To further demonstrate that the potential site is required for GSNOR-mediated S-nitrosylation in the CAT recombinant protein, LC-MS/MS was used to analyze the recombinant CAT protein after GSNO treatment. The CAT protein has 6 cysteine residues, but only three cysteine residues, Cys (cysteine) 401, Cys642, and Cys653, were identified as SNO sites by LC–MS/MS analysis. The mass shift due to the Cys-biotin adduct (+428.19 Da) was present in either the y- or b-ion series (y-ions in blue, b-ions in yellow). The presence of a biotin adducts on Cys401, Cys642, and Cys653 indicated that these Cys residues were S-nitrosylated (Supplementary Fig. 3a–c). These results suggested that Cys401, Cys642 and Cys653 in CAT were S-nitrosylated specifically.

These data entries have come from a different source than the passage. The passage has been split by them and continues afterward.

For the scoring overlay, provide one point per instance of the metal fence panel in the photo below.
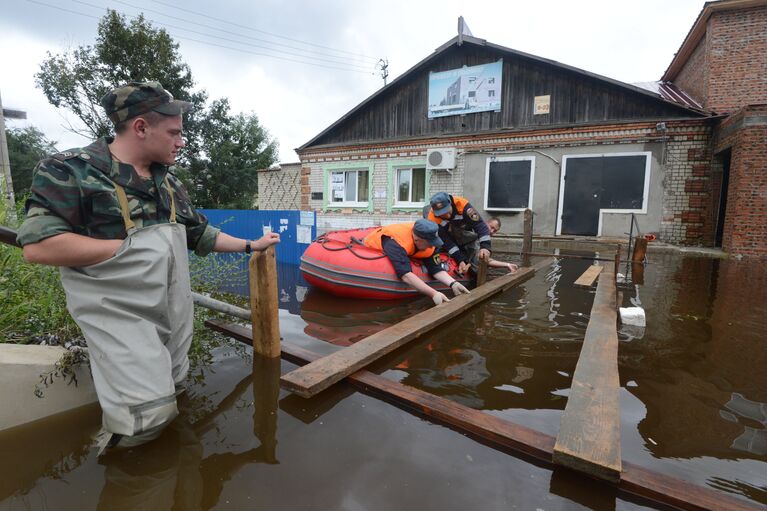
(296, 228)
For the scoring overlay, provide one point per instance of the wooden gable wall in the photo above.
(401, 111)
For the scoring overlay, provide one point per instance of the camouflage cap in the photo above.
(138, 98)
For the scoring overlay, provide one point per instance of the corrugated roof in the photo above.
(670, 92)
(458, 40)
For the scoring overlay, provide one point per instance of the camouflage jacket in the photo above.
(74, 191)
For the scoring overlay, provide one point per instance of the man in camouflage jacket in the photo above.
(118, 223)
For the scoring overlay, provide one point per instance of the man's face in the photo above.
(420, 243)
(164, 139)
(447, 215)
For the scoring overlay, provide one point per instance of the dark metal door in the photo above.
(581, 201)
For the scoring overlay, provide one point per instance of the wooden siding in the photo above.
(401, 112)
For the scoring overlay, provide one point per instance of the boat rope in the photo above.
(323, 239)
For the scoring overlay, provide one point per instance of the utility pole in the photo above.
(7, 181)
(383, 64)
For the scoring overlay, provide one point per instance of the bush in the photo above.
(34, 304)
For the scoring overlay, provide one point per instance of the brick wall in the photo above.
(693, 77)
(279, 189)
(745, 231)
(737, 59)
(687, 188)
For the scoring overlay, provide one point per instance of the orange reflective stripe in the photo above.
(460, 204)
(402, 234)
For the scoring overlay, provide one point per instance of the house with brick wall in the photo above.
(722, 64)
(583, 151)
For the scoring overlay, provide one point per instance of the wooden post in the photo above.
(527, 239)
(264, 304)
(266, 395)
(482, 272)
(640, 249)
(6, 181)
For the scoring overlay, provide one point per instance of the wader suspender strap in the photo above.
(172, 201)
(125, 209)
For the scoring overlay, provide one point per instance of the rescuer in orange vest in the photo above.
(459, 224)
(419, 240)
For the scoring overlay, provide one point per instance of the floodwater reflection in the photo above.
(693, 381)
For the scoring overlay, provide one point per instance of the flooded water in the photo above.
(693, 405)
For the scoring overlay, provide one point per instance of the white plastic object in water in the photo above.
(632, 316)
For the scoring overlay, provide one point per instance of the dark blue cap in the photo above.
(440, 203)
(427, 230)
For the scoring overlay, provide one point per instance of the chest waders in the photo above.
(136, 312)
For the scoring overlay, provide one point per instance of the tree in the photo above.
(124, 51)
(222, 150)
(235, 147)
(26, 147)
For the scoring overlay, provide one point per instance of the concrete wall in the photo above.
(280, 188)
(20, 370)
(546, 191)
(680, 173)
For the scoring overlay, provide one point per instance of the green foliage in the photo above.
(26, 147)
(223, 150)
(124, 51)
(236, 146)
(33, 300)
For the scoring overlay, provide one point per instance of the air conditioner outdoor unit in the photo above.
(442, 158)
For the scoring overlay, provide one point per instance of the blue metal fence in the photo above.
(296, 228)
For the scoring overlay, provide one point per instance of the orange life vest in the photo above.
(402, 234)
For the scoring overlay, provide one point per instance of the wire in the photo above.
(227, 39)
(262, 31)
(210, 43)
(141, 8)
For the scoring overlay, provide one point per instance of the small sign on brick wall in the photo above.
(541, 105)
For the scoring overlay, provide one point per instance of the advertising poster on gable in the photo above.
(466, 90)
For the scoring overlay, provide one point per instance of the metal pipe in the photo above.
(219, 306)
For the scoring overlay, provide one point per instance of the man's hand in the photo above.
(439, 298)
(266, 241)
(458, 288)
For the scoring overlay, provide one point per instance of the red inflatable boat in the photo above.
(340, 264)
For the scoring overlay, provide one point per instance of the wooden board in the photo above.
(589, 276)
(589, 432)
(313, 378)
(507, 436)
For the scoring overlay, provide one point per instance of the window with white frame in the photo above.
(349, 187)
(509, 183)
(411, 187)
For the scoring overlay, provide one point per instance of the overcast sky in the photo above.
(324, 53)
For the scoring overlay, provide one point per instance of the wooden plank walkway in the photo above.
(589, 276)
(589, 432)
(507, 436)
(313, 378)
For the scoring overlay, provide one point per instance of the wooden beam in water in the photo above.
(589, 432)
(589, 276)
(508, 436)
(482, 272)
(313, 378)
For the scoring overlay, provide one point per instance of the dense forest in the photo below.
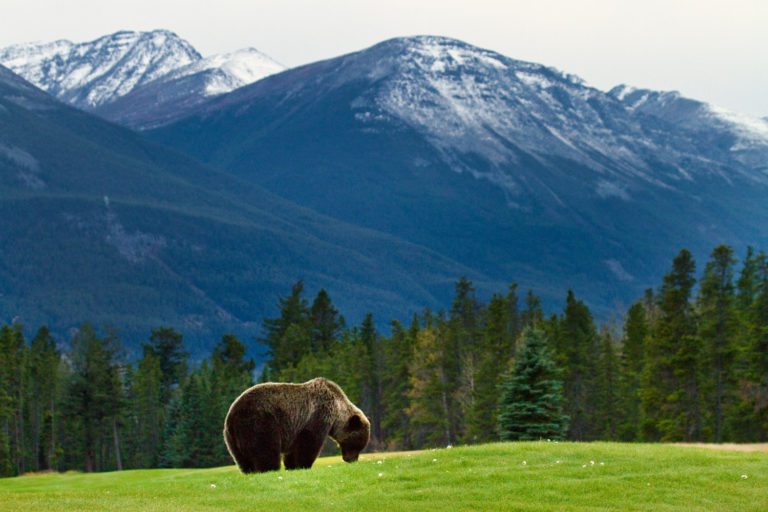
(689, 363)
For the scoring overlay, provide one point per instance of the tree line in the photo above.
(689, 363)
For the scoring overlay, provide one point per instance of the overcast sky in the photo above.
(711, 50)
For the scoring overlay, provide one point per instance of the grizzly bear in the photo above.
(293, 420)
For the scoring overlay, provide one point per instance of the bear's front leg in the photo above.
(304, 450)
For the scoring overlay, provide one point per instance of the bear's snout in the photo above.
(350, 457)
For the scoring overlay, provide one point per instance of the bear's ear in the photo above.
(354, 423)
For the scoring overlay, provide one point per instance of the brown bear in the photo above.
(293, 420)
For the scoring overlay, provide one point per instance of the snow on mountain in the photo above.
(743, 136)
(173, 95)
(157, 72)
(470, 101)
(228, 71)
(90, 74)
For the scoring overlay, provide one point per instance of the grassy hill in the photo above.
(504, 476)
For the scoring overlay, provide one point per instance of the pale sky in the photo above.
(710, 50)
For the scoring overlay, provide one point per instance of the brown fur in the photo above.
(292, 420)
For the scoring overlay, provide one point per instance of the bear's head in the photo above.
(353, 436)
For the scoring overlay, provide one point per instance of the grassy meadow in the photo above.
(533, 476)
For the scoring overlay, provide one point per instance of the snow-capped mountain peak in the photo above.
(234, 69)
(90, 74)
(157, 73)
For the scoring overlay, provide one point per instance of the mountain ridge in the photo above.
(484, 158)
(95, 75)
(97, 224)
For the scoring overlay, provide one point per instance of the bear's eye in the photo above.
(354, 423)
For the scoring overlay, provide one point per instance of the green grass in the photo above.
(504, 476)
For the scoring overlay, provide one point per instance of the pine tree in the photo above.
(531, 395)
(6, 462)
(327, 323)
(576, 349)
(167, 346)
(607, 388)
(717, 330)
(231, 374)
(755, 387)
(195, 439)
(671, 400)
(13, 363)
(147, 413)
(288, 337)
(44, 359)
(462, 356)
(397, 353)
(92, 395)
(497, 350)
(632, 361)
(428, 412)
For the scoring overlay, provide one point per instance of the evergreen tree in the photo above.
(576, 349)
(531, 395)
(44, 359)
(632, 361)
(13, 356)
(607, 388)
(6, 462)
(717, 330)
(195, 439)
(91, 398)
(231, 374)
(397, 354)
(497, 350)
(167, 346)
(755, 385)
(147, 413)
(288, 337)
(670, 398)
(327, 323)
(428, 391)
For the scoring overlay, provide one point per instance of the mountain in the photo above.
(98, 224)
(170, 96)
(90, 74)
(132, 76)
(514, 169)
(742, 137)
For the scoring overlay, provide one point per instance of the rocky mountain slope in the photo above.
(514, 169)
(158, 71)
(97, 224)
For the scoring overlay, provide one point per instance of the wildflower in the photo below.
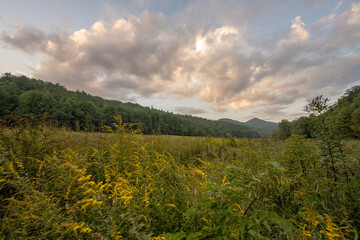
(205, 220)
(170, 205)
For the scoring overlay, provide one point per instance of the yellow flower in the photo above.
(85, 230)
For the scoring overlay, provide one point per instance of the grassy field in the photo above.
(57, 184)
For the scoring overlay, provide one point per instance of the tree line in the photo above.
(343, 116)
(79, 110)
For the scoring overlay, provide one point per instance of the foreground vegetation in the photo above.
(59, 184)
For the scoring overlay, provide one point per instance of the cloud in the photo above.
(224, 65)
(189, 110)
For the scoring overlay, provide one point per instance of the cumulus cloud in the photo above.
(189, 110)
(155, 54)
(29, 39)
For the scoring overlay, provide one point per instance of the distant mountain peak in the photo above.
(261, 126)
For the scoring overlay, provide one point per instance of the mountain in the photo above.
(79, 110)
(261, 126)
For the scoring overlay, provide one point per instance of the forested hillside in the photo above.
(81, 111)
(343, 116)
(261, 126)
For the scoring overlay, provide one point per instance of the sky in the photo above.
(212, 59)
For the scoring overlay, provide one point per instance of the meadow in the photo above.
(120, 184)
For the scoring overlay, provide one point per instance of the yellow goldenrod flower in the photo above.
(85, 230)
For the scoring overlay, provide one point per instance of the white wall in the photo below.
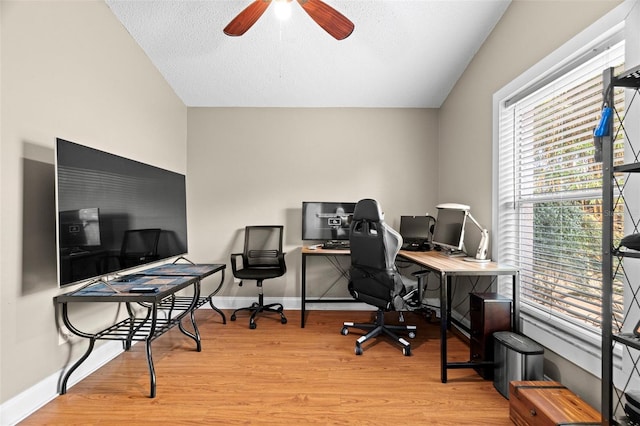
(68, 69)
(256, 166)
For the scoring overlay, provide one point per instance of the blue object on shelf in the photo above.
(603, 126)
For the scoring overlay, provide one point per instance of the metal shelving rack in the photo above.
(614, 333)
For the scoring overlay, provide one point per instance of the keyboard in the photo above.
(336, 245)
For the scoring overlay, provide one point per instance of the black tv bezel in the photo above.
(174, 250)
(305, 232)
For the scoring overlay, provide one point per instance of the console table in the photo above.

GSNOR regulates the activity of CAT via S-nitrosylation
Since Cys401, Cys642 and Cys653 act as targets for S-nitrosylation in the CAT protein, these S-nitrosylation Cys residues may interfere with CAT activity regulated by GSNOR. Each S-nitrosylated Cys residue was individually changed to serine (Ser) (C401S, C642S, and C653S), which cannot be S-nitrosylated, by site-directed mutagenesis. Furthermore, double and triple Cys-to-Ser mutations were generated at these S-nitrosylation sites (C401/642S, C401/653S, C642/653S, and C401/642/653S) to determine the level of CAT S-nitrosylation. The C401S, C642S, and C653S single mutants (Fig. 6a–c) and C401/642S, C401/653S and C642/653S double mutants (Fig. 6d–f) showed reduced levels of S-nitrosylation, but among the mutated proteins, the triple-mutant protein C401/642/653S had the lowest level of S-nitrosylation (Fig. 6g). In addition, the activity of CAT was further examined in the different CAT proteins after treatment with GSNO. The results showed that GSNO exposure markedly increased the CAT activity of the control CAT protein relative to that of the untreated CAT protein. There were increases to a certain degree in the activities of the C401S, C642S, and C653S single-mutant proteins and C401/642S, C401/653S, and C642/653S double-mutant proteins after GSNO treatment compared with the activity of the untreated protein. Interestingly, among both the single and double mutants, CAT activity was lower if C401 was mutated. In addition, GSNO treatment did not change the CAT activity of the C401/642/653S protein (Fig. 6h). Thus, S-nitrosylation of CAT may increase the activity of this enzyme, and Cys401 may play a pivotal role in CAT activity. According to the above results, GSNOR regulates the activity of CAT via S-nitrosylation. Together, these results suggest that GSNOR, through S-nitrosylation of CAT, influences CAT activity and that Cys401 has a relatively important role in CAT activity.
Discussion
The mushroom G. lucidum has been used for centuries in Asian countries to treat disorders and to promote vitality and longevity because of its supportive effects on the immune system32. GA is the main bioactive component in this mushroom, with roles including inhibition of tumor growth and antioxidant, anti-inflammatory, and hypolipidemic activity33,34,35. Accordingly, the GA content is often used as a standard to measure the overall quality of G. lucidum. Previous research has shown that multiple signal molecules (such as, ROS, NO, Ca2+, H2S) impact GA production28,36,37,38. Among them, ROS are reported to play roles that regulate GA production. For example, methyl jasmonate regulates the GA content through ROS signaling generated by NADPH oxidase39. Heat stress induced a significant increase in the ROS content, and the ROS increased the GA accumulation29. The ornithine decarboxylase-mediated production of putrescine regulates intracellular ROS levels, which increased GA accumulation40. However, the lack of intensive research on the regulatory mechanism of GA accumulation limited the development and application of its biological activity. In this study, we found that GSNOR regulated GA accumulation by changing the ROS content. This result is consistent with the findings of previous studies. However, the mechanism of ROS-regulated GA accumulation still needs further study.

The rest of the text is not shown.